The Things We Swallow
The vitamin bottles appeared first—one in the bathroom, then another on the kitchen counter. Marcus had never been one for supplements, his body a temple of coffee and whiskey and late nights. But these were organized, precise, the kind of routine that belonged to someone else.
I noticed his hair changing, too. Thinning at the temples, graying at the temples faster than thirty years should allow. He said it was stress, said the startup was consuming him. But Marcus had always been vain about his hair, the one thing he'd loved more than me.
"New product launch," he'd say, disappearing into the bathroom with his laptop. "Can't talk about it. NDAs."
I was a corporate spy by trade, or had been, before I left that life behind. I knew what NDAs looked like, what secrets cost. I knew the smell of a lie like I knew the smell of rain on asphalt.
The water bottles were the final piece. Icelandic glacier water, imported, expensive—the kind of thing you drank when you needed to feel pure again after doing something dirty. I found the receipts in his pocket: two bottles every day for weeks.
I followed him one Tuesday. Watched him meet with my former competitor, watched him hand over a drive. Watched him count cash in a parking garage, his hands shaking like they used to after we fought.
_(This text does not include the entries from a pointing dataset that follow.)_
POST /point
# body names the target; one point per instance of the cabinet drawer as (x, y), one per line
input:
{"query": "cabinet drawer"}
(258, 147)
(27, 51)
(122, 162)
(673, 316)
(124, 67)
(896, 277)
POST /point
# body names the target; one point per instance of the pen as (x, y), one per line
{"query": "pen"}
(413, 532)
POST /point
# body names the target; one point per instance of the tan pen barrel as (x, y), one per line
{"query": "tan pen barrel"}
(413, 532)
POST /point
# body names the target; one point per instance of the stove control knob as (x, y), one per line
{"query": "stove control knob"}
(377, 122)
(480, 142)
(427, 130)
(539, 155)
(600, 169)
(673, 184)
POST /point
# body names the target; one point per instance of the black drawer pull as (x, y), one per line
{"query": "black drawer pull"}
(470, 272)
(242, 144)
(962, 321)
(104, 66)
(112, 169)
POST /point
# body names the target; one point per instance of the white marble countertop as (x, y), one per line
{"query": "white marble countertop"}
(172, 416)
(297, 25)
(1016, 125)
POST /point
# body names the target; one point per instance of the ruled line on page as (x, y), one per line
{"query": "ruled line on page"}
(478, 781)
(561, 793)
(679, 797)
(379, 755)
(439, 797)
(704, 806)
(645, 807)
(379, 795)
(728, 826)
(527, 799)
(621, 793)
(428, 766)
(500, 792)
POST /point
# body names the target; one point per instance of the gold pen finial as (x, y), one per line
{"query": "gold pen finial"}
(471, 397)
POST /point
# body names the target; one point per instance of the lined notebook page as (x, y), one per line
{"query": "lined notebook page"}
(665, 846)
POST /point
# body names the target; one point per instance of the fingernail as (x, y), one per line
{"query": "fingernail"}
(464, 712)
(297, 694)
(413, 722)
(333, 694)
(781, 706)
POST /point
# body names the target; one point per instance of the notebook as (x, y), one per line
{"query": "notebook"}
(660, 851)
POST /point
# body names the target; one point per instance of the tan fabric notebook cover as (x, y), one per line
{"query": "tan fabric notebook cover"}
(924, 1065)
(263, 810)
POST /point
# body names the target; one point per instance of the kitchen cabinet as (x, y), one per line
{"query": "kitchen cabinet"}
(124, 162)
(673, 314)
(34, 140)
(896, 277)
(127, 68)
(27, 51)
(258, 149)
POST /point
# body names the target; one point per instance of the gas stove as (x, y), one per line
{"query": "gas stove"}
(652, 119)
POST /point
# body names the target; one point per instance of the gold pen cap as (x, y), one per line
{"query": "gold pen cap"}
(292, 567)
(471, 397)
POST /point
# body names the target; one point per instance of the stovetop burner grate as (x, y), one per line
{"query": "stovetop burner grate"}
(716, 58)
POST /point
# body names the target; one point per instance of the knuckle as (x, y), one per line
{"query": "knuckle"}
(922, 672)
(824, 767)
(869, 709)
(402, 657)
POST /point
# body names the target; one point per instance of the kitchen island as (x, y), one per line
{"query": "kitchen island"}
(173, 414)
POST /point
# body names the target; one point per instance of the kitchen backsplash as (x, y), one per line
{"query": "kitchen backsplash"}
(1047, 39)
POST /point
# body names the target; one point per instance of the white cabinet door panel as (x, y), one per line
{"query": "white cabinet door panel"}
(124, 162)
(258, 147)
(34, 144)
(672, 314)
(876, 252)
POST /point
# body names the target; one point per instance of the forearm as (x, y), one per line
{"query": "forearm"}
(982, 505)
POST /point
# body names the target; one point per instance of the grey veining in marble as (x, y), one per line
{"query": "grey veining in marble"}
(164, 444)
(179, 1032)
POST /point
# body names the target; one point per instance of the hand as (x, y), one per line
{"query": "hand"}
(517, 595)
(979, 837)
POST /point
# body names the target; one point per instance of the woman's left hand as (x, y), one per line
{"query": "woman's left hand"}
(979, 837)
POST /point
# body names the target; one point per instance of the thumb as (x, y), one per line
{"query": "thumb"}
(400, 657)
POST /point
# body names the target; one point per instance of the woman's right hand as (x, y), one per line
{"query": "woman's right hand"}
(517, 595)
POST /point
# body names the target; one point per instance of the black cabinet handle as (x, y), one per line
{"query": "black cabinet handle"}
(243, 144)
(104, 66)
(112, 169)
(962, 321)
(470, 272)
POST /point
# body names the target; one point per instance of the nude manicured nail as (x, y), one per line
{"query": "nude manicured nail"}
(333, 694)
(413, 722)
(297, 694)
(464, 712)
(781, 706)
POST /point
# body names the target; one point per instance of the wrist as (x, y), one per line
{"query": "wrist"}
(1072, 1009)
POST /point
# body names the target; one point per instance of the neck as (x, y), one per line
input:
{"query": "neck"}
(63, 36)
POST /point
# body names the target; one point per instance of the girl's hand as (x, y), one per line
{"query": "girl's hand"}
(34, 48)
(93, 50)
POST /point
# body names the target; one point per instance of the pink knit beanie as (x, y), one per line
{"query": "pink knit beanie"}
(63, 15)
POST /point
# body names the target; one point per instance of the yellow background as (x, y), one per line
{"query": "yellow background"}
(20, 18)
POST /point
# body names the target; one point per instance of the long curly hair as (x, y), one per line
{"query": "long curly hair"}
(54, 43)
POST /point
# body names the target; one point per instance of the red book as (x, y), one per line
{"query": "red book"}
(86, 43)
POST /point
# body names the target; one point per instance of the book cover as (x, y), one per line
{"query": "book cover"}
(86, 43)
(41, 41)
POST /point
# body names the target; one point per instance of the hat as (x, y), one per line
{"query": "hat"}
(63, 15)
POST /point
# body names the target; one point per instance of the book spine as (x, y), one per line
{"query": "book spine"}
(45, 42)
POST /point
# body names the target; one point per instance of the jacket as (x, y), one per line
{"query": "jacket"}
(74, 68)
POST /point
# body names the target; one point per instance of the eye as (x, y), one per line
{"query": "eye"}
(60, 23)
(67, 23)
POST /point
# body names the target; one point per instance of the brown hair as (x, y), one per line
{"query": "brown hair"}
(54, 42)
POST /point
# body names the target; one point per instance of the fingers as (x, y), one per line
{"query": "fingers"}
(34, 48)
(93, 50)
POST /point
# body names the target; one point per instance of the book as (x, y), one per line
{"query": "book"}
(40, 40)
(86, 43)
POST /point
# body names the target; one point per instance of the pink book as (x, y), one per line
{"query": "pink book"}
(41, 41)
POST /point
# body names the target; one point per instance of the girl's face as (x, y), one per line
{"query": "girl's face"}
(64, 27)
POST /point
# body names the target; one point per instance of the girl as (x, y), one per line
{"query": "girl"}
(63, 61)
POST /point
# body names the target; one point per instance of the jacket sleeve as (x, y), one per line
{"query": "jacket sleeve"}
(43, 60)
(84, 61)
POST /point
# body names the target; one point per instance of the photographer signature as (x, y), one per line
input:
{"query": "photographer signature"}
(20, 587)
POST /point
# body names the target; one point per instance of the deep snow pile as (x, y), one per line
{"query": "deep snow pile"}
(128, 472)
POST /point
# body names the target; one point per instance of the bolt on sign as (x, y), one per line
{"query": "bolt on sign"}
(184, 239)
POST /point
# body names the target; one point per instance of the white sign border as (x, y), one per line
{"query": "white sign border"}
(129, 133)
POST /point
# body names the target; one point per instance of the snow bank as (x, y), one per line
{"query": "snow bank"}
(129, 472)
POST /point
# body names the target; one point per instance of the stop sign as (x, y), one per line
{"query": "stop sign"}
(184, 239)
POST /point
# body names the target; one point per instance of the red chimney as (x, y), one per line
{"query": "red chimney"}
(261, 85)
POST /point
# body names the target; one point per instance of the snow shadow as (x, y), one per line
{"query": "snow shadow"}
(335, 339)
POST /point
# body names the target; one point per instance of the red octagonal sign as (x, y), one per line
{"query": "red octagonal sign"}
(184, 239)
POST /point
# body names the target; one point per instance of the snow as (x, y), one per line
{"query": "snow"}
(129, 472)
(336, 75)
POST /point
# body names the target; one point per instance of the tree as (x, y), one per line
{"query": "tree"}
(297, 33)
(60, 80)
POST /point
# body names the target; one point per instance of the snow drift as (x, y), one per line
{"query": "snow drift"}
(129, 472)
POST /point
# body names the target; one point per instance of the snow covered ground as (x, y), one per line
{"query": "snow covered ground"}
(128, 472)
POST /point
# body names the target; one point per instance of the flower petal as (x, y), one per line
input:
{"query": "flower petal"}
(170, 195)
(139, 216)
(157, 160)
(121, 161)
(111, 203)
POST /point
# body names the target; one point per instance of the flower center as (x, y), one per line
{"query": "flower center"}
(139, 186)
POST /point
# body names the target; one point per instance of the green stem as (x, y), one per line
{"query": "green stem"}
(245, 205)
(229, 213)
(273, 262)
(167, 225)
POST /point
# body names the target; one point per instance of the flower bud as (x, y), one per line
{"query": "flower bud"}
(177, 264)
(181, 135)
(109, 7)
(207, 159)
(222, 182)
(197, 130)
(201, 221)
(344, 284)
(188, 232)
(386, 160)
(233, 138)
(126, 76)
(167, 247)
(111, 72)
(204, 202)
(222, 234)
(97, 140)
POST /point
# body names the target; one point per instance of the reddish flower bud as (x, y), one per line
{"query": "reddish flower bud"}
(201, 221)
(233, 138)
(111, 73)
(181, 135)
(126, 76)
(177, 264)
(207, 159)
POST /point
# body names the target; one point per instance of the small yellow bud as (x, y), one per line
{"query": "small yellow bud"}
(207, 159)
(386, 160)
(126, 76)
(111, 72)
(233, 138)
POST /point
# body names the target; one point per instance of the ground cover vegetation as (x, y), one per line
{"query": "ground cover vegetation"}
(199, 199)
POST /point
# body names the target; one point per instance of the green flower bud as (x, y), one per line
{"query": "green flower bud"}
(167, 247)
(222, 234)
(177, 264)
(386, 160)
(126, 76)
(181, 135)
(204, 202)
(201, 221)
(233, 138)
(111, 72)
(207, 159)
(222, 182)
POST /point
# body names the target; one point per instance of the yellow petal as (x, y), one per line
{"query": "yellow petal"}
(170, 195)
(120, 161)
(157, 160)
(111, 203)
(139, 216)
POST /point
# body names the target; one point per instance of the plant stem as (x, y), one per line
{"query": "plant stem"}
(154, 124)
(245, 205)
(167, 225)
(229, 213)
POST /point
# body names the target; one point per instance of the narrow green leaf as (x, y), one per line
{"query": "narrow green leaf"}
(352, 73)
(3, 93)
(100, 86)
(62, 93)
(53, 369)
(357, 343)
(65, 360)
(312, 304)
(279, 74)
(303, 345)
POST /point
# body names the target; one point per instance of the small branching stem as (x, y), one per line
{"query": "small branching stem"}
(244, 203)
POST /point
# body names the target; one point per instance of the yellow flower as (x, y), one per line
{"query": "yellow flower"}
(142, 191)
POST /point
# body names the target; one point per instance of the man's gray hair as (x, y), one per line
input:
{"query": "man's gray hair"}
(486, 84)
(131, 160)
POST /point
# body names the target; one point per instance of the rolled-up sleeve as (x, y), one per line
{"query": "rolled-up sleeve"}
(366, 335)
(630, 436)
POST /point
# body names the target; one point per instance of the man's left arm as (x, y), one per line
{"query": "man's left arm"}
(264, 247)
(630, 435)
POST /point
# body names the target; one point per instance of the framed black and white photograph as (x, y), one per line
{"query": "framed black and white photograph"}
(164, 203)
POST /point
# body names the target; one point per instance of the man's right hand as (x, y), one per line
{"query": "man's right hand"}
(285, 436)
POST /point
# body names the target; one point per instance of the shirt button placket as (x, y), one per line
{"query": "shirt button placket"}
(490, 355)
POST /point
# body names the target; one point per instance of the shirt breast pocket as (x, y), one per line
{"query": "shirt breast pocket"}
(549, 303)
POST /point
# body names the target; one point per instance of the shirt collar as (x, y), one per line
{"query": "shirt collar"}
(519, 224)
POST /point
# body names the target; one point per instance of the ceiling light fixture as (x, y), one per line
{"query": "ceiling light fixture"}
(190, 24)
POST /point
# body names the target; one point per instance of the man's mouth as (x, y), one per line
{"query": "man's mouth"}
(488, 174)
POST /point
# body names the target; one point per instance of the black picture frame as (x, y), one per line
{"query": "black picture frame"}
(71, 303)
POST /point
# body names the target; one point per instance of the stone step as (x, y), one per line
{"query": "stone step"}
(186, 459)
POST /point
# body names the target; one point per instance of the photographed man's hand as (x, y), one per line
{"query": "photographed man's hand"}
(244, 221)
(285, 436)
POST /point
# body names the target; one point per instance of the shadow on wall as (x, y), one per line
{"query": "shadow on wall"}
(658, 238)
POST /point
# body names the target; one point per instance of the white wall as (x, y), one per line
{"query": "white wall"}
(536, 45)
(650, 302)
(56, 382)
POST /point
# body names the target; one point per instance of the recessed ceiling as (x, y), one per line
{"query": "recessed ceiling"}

He wasn't developing anything. He was selling my patents, my work, my life's ambition for a payout that wouldn't cover his drinking problem.
That night, I waited in the kitchen. Held the vitamin bottle he'd left on the counter—saw the label now: TESTOSTERONE SUPPLEMENT, the kind men took when they felt small, when they felt powerless.
"I know," I said when he walked in.
He stopped, his face falling into that familiar pattern of guilt and panic. "Elena, I can explain—"
"You sold me out. For what? A year's salary? A way to feel powerful again?"
He didn't answer. Just stood there, his thin hair catching the light, his vitamins sitting between us like a bridge already burned.
"The worst part," I said, pouring his expensive water down the sink, "is that I taught you everything you know."
I left that night. Left the vitamins, the water bottles, the man who'd forgotten that some things—trust, love, dignity—can't be swallowed with a glass of water and forgotten. Some betrayals don't dissolve. They just sit in your stomach, toxic and permanent, until you're the one who needs to be purged.